Judge Quinn said it will "take as long as it takes" and listed the matter for hearing in October, adding: "I will sit at 10am and see how we get on".
O'Doherty was not present herself for the brief hearing at Bray courthouse this morning but was legally represented.
She is appealing her conviction for public order offences which occurred on a footbridge in Kilmacanogue, Wicklow, on August 28, 2020.
The anti-lockdown campaigner was handed a two-month suspended sentence and fined €750, having been convicted of using threatening behaviour, refusing to give her name and address, as well as resisting arrest.
She and a number of her supporters were hanging banners on the bridge when the incident occurred.
Last year her case at the district court heard that she called gardaí "gangsters", "thugs", "traitors", and told them they "covered up" paedophilia and murder.

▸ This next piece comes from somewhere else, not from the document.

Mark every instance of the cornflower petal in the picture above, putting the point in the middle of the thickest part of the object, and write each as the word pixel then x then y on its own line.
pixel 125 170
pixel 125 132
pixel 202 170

The words used by O'Doherty were described as "atrocious" by the sentencing judge David Kennedy.
Her solicitor, Brendan Maloney, argued that she was not lawfully arrested under the correct section of the public order act.
He also submitted that gardaí should have explained the consequences of not giving her name and address, and that her holding a railing did not constitute resisting arrest.
This was rejected by the presiding judge who said that O'Doherty walked away from the garda while he was speaking and didn't allow him to finish.
"Clearly he wasn't given the opportunity and she wouldn't have listened anyway," Judge Kennedy said.
"She was in a mind not to give out her name and address. She wasn’t happy about being arrested.
“She did grab something to prevent being removed, which constitutes resistance," he added.
The appeal hearing is due to take place on Monday, October 17.